Driver Require donate to students in the local area
Kieran Smith, Managing Director of Driver Require, has come to the aid of local families struggling with home schooling through lack of available technology by donating 15 laptops to the local schools in Stevenage. The laptops will be a welcome boost for students as the row over school re-opening continues across the UK in face of the covid-19 pandemic.
The donation has been made to People for People Stevenage a local charitable organisation that has been helping those in need for the past 5 years set up by local businessman Kenny Arnold, owner of Kenny Arnolds Hairdressing.
Hotel quarantine being considered by ministers
After the government cancelled all travel corridors on Monday 18th January 2021 in a bid to reduce the impact of new more contagious variants of Covid-19, it seems that the prime minister, Boris Johnson, is set to announce a 10-day period of isolation for all travellers into the UK.
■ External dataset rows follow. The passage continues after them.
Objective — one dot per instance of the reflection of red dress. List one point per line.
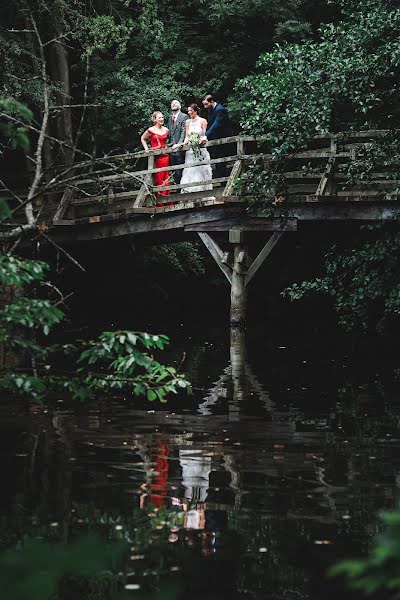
(157, 141)
(158, 489)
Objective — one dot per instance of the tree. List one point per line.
(347, 78)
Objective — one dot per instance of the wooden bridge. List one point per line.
(115, 196)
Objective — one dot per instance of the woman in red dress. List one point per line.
(158, 135)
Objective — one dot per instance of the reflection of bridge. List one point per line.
(114, 196)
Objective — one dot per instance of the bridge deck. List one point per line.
(115, 196)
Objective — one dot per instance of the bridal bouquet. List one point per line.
(194, 141)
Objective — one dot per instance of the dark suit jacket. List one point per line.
(218, 124)
(177, 130)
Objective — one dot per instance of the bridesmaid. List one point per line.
(158, 135)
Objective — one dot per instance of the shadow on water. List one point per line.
(273, 470)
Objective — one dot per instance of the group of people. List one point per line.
(180, 130)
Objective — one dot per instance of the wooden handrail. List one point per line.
(230, 140)
(134, 174)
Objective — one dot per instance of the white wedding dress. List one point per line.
(199, 173)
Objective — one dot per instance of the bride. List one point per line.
(198, 173)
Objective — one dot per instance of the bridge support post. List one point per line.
(239, 272)
(238, 269)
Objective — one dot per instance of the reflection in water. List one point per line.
(272, 473)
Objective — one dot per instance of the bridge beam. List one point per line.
(239, 273)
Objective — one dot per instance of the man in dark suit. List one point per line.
(218, 127)
(177, 130)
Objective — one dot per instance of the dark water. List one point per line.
(274, 469)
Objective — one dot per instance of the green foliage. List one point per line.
(379, 572)
(102, 32)
(116, 362)
(300, 90)
(93, 562)
(346, 79)
(183, 259)
(363, 282)
(379, 156)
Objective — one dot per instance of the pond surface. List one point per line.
(271, 471)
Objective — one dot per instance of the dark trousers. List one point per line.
(220, 168)
(177, 158)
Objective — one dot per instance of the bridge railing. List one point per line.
(126, 181)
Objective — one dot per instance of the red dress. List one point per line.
(157, 141)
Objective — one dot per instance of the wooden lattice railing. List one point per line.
(124, 182)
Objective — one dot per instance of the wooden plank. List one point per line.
(234, 174)
(217, 255)
(265, 252)
(245, 223)
(233, 139)
(326, 183)
(136, 174)
(63, 206)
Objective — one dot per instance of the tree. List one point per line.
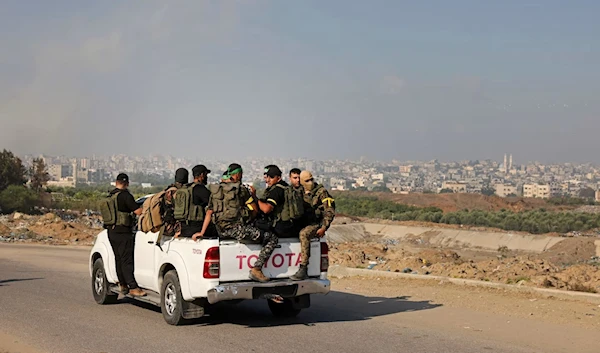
(12, 171)
(38, 174)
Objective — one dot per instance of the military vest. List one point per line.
(184, 208)
(111, 216)
(227, 204)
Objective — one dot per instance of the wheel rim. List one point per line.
(99, 282)
(170, 299)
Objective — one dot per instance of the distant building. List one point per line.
(540, 191)
(405, 169)
(503, 190)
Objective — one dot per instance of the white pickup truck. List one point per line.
(184, 277)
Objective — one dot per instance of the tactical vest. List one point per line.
(227, 204)
(184, 208)
(313, 198)
(293, 205)
(111, 216)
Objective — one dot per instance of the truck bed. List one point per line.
(238, 258)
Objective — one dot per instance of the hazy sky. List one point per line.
(318, 79)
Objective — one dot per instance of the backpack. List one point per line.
(293, 207)
(108, 209)
(227, 204)
(153, 209)
(184, 207)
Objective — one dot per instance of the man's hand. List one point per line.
(321, 232)
(197, 235)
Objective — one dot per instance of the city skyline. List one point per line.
(503, 178)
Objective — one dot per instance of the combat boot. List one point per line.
(137, 292)
(257, 275)
(301, 274)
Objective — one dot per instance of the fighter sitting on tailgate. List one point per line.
(319, 212)
(233, 207)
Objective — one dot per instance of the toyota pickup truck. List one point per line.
(185, 277)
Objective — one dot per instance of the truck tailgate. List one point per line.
(236, 259)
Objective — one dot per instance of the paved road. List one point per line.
(46, 301)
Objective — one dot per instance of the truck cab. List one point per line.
(184, 277)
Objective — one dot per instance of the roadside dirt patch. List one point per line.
(502, 267)
(571, 251)
(4, 229)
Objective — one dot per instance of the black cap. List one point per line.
(199, 169)
(233, 167)
(273, 171)
(181, 176)
(268, 167)
(123, 177)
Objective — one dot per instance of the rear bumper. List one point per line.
(257, 290)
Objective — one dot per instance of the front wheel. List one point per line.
(283, 310)
(102, 295)
(171, 299)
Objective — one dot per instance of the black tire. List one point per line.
(171, 299)
(100, 290)
(283, 310)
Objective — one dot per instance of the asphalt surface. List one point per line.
(46, 301)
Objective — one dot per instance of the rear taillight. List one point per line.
(324, 257)
(211, 263)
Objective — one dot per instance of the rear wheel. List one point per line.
(171, 299)
(102, 295)
(283, 310)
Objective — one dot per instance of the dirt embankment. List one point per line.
(49, 228)
(571, 264)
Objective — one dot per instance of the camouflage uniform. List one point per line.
(247, 232)
(320, 214)
(240, 229)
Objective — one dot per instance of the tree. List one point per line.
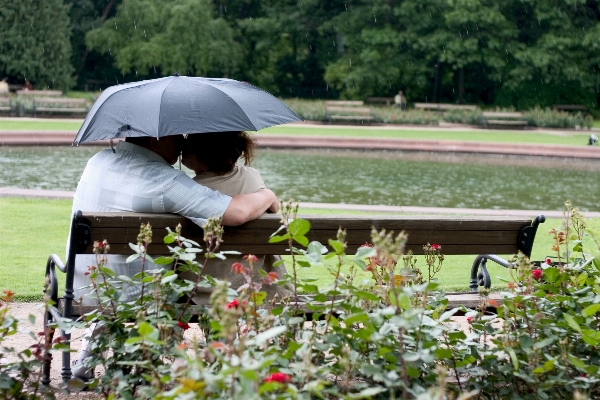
(169, 35)
(34, 42)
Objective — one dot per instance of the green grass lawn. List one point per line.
(32, 229)
(573, 138)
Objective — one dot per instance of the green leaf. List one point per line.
(169, 279)
(361, 294)
(543, 343)
(295, 320)
(513, 358)
(399, 299)
(270, 333)
(354, 318)
(337, 246)
(163, 260)
(258, 297)
(590, 310)
(303, 240)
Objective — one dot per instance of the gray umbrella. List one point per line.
(181, 105)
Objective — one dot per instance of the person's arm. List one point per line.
(247, 207)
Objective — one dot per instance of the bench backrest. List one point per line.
(457, 235)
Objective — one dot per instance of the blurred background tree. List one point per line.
(34, 43)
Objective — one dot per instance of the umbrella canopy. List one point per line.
(181, 105)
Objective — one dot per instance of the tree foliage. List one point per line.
(34, 42)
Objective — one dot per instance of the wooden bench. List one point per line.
(59, 105)
(44, 93)
(5, 105)
(493, 119)
(441, 107)
(380, 100)
(479, 236)
(348, 111)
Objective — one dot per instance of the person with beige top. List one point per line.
(213, 157)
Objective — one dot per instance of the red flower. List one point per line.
(238, 268)
(183, 325)
(278, 377)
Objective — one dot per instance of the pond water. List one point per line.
(356, 177)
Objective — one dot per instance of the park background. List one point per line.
(493, 53)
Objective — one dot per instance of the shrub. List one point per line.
(547, 118)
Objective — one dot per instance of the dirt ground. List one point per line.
(23, 340)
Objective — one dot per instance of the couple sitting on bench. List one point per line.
(138, 176)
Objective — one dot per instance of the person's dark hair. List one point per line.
(220, 151)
As the government looks to protect the vaccination programme from being side-stepped by any new variants of the virus. The UK may be following the example of Australia in requiring all travellers entering the country to be put up in a hotel, at the travellers expense, to lower the chance of new spikes of the virus, helping the UK get out of the national lockdown.
London Hotel Group urge the Home Office to use their network
Hospitality groups across the UK have been hard hit by the frequent closures and interruptions to business but some like London Hotel Group (LHG) have been able to help the government to house asylum seekers and the homeless throughout this pandemic and over the winter. The LHG are clinical patients and can provide a minimum of 6000 bed spaces around London.
LHG have been encouraging the Home Office to open up the tendering process to move away from intermediaries and deal directly with the larger hospitality groups in order to save costs and improve efficiency.
The group is confident it can provide accommodation, through its network, across the UK to provide safe, monitored and catered services to help keep any new imports of Covid-19 from spreading across the country.